G4S, which employs more than 580,000 people involved in security guarding, running prisons and transporting inmates, and collecting cash from high street stores, said today that revenues were expected to grow by 3% to 4% this year. That compares with guidance earlier this year for an improvement of 4% to 6%.
Excluding the Middle East and India, G4S pointed out that growth had been 6.1% in the first nine months of 2017. The quality of the group’s bid pipeline and contract win momentum remains encouraging, it added.
The company is also buoyed by the way its secure solutions business is making inroads into the field of systems and technology enabled security, accounting for over £1.7 billion in annualised revenues.
The downside, however, continues to be provided by the Middle East, where revenues fell 7.8% and profits were down 24% in the first six months of the year.
In the summer, Almanza told analysts: “For some time now we’ve been highlighting the risk to the downside in the Middle East, India region, not least because of the prolonged period of low oil and gas prices.”
“We’re cautious about the prospects in the near term in the Middle East and in the UK because in both of those markets there’s elevated uncertainty.”
All of the regions apart from the Middle East grew in the first six months of the year.
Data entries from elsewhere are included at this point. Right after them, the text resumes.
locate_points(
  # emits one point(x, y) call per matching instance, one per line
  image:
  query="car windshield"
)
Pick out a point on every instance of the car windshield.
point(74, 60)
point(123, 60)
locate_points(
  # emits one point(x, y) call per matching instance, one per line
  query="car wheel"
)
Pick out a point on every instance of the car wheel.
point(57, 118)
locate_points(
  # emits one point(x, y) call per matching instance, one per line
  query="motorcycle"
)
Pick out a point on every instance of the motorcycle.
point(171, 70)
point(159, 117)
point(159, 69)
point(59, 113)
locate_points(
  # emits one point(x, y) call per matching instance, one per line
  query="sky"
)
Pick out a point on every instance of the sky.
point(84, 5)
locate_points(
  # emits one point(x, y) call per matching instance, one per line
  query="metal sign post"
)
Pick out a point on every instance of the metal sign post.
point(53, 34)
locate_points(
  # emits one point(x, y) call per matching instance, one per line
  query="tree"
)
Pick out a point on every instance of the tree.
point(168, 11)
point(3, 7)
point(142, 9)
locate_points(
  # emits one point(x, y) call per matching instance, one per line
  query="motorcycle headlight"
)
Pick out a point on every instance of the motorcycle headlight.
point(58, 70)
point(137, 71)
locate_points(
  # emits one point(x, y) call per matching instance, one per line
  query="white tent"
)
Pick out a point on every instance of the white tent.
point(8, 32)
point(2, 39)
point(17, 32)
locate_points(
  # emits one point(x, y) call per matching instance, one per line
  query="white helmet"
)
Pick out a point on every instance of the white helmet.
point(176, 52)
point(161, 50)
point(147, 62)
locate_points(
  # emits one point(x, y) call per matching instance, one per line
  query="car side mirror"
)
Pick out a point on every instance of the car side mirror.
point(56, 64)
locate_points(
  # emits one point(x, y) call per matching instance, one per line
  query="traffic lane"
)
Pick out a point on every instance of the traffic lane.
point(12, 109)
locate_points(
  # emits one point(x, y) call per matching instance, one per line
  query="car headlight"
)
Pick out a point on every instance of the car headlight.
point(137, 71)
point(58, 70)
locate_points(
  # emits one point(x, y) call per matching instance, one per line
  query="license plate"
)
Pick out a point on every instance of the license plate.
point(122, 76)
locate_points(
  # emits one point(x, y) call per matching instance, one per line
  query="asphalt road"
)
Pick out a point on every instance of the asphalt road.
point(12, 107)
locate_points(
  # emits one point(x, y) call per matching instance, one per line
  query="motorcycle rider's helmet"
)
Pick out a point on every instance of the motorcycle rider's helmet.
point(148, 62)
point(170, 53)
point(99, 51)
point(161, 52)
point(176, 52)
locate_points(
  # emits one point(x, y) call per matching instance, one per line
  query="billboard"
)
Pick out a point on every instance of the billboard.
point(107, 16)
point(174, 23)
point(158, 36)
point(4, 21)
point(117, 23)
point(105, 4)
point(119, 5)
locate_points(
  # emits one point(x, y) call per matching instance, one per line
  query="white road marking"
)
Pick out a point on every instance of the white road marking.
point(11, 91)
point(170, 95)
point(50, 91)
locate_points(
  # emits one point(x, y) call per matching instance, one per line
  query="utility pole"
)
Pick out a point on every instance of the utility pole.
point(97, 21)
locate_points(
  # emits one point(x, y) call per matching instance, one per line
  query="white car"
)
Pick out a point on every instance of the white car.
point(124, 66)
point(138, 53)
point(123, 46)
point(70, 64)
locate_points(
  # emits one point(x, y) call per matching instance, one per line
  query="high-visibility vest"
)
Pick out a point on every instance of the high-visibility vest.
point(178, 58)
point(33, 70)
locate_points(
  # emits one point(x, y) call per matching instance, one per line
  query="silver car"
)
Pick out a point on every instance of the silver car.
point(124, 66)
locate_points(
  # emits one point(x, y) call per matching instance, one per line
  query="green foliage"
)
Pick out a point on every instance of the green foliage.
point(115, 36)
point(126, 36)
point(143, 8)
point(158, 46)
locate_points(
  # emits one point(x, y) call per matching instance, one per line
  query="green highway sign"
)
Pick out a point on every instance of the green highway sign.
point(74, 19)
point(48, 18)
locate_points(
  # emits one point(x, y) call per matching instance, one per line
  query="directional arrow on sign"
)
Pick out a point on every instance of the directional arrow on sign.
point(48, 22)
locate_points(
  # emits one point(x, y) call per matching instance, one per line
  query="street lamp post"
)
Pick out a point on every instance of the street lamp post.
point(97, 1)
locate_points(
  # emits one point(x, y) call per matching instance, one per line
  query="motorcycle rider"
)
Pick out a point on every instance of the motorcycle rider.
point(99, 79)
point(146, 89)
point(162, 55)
Africa saw a continuing recovery with 6% revenue growth, with more modest performances in Asia Pacific and Latin America.
North America has now overtaken UK & Ireland as G4S’s biggest market, driven by demand for its cash management services and as the company reduces its dependency on its home market after a series of blunders.
At 257p, G4S shares trade on 12.8 times the 20p of earnings per share pencilled in by UBS for 2018, and offer a prospective dividend yield of 3.6%. That profits multiple is a discount to the sector and does not look stretched.
There’s solid technical support at around 255p, too – the 50% retracement of the rally from summer 2016 levels (ex-Brexit) to July 2017 high. However, investors will demand evidence of improvement in the Middle East before chasing the shares beyond resistance at 275-285p.